In December 1846 Bertalan Szemere, Member of Parliament, the president of the Miskolc Casino proposed the foundation of a new joint stock company for the purpose of building a new theatre venue. The city exchanged the burnt down plot to a larger corner plot on the main street. Two architects were commissioned independently for the design of the new building: József Hild and József Cassano. The officials accepted the plans of Cassano, of a building in classicist style, which was erected between 1847-1857. The laying of the foundation-stone was on 3rd September 1847.

The expenses of the construction were covered by the company. The building was officially opened on 3rd September 1857. The first director of the new theatre was Endre Latabár, whose company played the tragedy of Marót bán, by Mihály Vörösmarty. This is when the theatre took up the name of Miskolc National Theatre.

In 1849-50 first the shops on the ground floor were built. Since then the theatre has always preserved its classicist and neo-baroque character (in the interior), despite the numerous renovations.

An important modernization was carried out in the 1880ies, when central heating and gas lighting was introduced. The tower was built in 1883-84, which in those times served fire guard purposes, while today it shows the exact time (built in eclectic style).

In 1925 the auditorium was rebuilt based on the plans of László Vágó in a quasi baroque style, covered with ferroconcrete dome and the foyer was transformed, yet the façade has preserved its classicist style.

Another significant refurbishment was carried out between 1967-59 using the plans of László Bene and Béla Horváth. This is when the shops within the theatre building were closed, the public service areas were enlarged (foyers, cloakrooms). An inner court was shaped on the neighbouring plot after the old buildings had been demolished (the Déryné court today). The initial theatre building was enlarged with a dressing room and office wing, on the northern wing with a rear stage, service areas and a scene dock.

The latest reconstruction was carried out between 1991-1994, lead by Csaba Bodonyi, architect holder of the Ybl-prize, with the designs of the Interplan Kft.

The aim was to effectuate a building which can incorporate four theatrical functions. The area of the building has grown to more than 16 thousand square metres with five theatre halls.


Architectural description


At the renovation of the historic building a complex establishment was implemented serving four theatre functions with the preservation of local values. Three different types of theatre found  place here: drama, music and ballet with separate rooms with appropriate sizes. In the building of the theatre got place the so called Grand Theatre, the Chamber Theatre, the Theatre Workshop, the summer outdoor theatre, raw material warehouses, workshops, furniture, costumes and accessories store, stage assembly hall, office building. A Theatre Museum and 50 actors’ apartments are located in two adjacent buildings.

The buildings are organized around two interior squares, from the direction of Széchenyi utca, in the so called Déryné courtyard, the Grande Theatre is located, a national monument, the new office wing, in which on the ground floor opens the artist entrance and the associated lobby.
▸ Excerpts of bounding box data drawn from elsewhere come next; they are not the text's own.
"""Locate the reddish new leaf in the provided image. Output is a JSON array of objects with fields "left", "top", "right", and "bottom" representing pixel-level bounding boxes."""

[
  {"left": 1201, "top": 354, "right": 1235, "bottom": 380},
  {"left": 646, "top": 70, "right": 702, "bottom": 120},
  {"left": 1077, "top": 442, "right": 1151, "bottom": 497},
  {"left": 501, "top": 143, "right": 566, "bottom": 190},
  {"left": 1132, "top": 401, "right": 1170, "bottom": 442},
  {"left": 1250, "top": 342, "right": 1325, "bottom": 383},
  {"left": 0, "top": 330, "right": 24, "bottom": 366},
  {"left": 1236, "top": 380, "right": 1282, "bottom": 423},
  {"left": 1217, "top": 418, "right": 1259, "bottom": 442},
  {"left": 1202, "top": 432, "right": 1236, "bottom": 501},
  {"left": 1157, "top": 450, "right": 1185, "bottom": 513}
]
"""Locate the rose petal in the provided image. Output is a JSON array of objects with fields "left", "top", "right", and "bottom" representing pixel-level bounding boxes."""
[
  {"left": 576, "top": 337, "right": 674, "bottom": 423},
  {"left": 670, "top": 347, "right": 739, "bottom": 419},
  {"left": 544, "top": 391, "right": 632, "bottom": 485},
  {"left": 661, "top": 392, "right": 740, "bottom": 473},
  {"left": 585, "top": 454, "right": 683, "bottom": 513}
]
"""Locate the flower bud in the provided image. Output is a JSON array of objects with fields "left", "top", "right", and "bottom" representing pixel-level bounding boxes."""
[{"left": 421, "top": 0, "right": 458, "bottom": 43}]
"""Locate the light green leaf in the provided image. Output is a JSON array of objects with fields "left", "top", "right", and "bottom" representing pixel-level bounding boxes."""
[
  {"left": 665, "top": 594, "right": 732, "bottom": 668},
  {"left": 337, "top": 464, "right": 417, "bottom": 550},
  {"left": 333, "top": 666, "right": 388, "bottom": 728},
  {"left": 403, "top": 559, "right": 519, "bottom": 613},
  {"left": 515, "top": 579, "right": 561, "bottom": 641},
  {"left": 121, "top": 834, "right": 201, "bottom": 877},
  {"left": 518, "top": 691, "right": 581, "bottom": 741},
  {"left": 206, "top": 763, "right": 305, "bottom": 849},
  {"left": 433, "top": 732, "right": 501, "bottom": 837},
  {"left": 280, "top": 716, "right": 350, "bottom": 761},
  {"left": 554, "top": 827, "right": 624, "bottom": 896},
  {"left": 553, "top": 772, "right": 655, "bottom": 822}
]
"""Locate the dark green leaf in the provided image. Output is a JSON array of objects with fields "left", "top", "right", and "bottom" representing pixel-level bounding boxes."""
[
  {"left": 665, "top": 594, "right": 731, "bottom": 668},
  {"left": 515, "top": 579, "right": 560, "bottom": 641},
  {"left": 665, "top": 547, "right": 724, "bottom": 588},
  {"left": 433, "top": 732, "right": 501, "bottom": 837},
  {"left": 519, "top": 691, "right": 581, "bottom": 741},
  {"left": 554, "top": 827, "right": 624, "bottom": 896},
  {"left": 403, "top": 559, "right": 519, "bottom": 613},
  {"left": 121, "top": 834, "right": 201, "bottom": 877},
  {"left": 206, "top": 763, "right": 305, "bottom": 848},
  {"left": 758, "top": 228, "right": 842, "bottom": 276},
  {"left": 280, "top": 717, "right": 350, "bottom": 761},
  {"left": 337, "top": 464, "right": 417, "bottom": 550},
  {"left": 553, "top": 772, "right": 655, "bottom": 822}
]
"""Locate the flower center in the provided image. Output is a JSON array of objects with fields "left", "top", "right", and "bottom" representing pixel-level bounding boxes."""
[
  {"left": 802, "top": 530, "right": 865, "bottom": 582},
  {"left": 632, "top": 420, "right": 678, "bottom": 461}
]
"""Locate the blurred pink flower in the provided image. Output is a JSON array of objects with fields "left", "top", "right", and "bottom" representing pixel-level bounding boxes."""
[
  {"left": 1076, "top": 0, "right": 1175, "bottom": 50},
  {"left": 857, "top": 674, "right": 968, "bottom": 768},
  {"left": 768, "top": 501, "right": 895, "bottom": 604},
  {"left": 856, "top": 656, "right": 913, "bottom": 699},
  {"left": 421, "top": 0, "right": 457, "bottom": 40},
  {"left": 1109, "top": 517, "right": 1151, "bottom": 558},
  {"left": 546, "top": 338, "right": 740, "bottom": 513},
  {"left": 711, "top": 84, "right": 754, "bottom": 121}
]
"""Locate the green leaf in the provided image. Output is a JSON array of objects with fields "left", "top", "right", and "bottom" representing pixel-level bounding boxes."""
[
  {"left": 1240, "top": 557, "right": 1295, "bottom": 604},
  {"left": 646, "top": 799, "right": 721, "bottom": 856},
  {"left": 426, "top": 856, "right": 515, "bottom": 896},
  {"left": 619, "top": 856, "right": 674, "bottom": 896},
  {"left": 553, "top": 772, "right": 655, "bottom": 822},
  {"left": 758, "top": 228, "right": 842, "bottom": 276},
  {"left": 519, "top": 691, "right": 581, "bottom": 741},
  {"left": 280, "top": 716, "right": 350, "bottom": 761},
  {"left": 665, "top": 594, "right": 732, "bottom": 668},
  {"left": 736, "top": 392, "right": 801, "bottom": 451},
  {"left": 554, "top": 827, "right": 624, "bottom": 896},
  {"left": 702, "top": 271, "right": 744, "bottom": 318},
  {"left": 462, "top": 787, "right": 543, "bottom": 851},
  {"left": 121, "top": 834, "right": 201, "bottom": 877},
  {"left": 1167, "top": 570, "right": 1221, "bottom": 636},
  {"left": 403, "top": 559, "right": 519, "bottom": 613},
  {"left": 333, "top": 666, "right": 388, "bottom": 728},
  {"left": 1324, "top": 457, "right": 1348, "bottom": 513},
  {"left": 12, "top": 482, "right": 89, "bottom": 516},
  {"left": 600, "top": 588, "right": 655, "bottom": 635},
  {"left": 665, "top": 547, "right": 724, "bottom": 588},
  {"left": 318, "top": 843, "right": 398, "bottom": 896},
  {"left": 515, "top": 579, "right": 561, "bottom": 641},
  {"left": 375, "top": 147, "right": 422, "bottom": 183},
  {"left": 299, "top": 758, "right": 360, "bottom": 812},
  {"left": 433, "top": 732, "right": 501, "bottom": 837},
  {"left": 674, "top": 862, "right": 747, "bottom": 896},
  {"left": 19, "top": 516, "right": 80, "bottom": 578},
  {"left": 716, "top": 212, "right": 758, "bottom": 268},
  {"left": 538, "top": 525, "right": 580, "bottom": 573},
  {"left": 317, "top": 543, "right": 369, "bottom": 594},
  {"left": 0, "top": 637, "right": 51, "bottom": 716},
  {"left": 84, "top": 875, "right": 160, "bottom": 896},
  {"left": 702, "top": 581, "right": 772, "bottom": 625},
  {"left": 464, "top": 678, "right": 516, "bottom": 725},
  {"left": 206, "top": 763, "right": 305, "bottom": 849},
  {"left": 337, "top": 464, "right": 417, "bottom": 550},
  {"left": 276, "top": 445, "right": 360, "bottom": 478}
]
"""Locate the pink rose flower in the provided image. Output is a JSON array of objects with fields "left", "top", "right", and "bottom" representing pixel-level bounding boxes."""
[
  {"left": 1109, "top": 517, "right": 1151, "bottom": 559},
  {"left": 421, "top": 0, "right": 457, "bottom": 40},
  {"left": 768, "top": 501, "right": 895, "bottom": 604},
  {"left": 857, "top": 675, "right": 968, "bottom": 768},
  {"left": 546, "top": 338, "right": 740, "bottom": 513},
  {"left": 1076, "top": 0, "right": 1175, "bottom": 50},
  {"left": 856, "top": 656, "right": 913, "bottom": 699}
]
This is closed off by an actors’ residence with 24 flats.  

The other the back yard from Déryné Street originated from the demolition of the building in Déryné Street no. 3 and opening of courtyard at Déryné Street no. 5. In this increased space the open-air Summer Theatre with 500 seats was formed. Buildings bordering the courtyard are  the scenery hall, the Actors and Theatre History Museum, the Chamber Theatre, Theatre Workshop and the warehouse.

The original historical theatre building is a single storey building with middle projection which in the middle three opening axes formulated by arched windows. The main façade is closed in gables with tympanum. A dividing edge runs around the building.  The openings of the building have arched enclosures with line brow-edge and framing.

The auditorium of the Grand Theatre is horse-shoe shaped; the auditorium of the Chamber Theatre is linear type.